Comment by coldtea
5 hours ago
It might be extra demand for rigor that's not equally applied to humans. One could argue that other coders in our teams, or even ourselves, often fail in "a miserable way", say about 20% of the time. But we block this out, or consider it "regular functioning", or just a one-off based on something we got wrong, "just a try" we redo, etc.
But when an LLM does it on an area we know, we notice and suddenly it's too much.
Because a human fails in a known way. If a human does not have expertise in domain X or tech Y, they will fail there and the expectation is that they will fail.
With an LLM you never know where it can fail. There is no domain expertise for an LLM. It can fail in a miserable way in the same domain it worked spectacularly for.
No. It is not intelligent at all to confidently assert false things you know nothing about, and humans don’t do this outside of compulsive liars. For example…
A few days ago I asked ChatGPT where a Spurgeon quote came from. Response:
“That quote is widely attributed to Charles Spurgeon, but pinning down an exact sermon or written source is surprisingly difficult—and that’s a red flag.
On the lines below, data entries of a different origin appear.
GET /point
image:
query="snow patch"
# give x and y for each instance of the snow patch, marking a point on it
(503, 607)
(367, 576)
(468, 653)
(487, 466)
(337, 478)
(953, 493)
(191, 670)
Short answer There’s no well-attested primary source (sermon, lecture, or publication) where Spurgeon clearly says that exact wording.” Etc. etc. … Why it sounds like Spurgeon It fits his theology and rhetoric almost perfectly: • etc etc. … Closest authentic themes (but not the quote) Spurgeon repeatedly says things like: • etc etc. … So the quote is basically: a modern condensation of real Spurgeon ideas, not a verifiable citation etc. etc.”
Utter bullshit. One web search produces the full sermon manuscript with the quote.
One could argue that the previous context in the thread primed the LLM to fail here, but once again, a person is not confused by the change of topic.
>It is not intelligent at all to confidently assert false things you know nothing about, and humans don’t do this outside of compulsive liars.
"The Dunning-Kruger effect describes a disturbing cognitive bias that afflicts us all. People with limited expertise in an area tend to overestimate how much they know—and we all have gaps in our expertise." [1]
[1] https://www.openmindmag.org/articles/david-dunning-on-expert...
> But when an LLM does it on an area we know, we notice and suddenly it's too much.
Well of course. The owners of the companies building this are constantly talking about it replacing us all. Why would it be surprising that it would then be held to a higher standard?
Because it doesn't need to match a higher standard to "replace us all". It's enough that it works on the same standard, or even a lesser one, but for cheaper, with no complaints, and 24/7.
Anthropic says that LLM code "structurally exceeds human standards".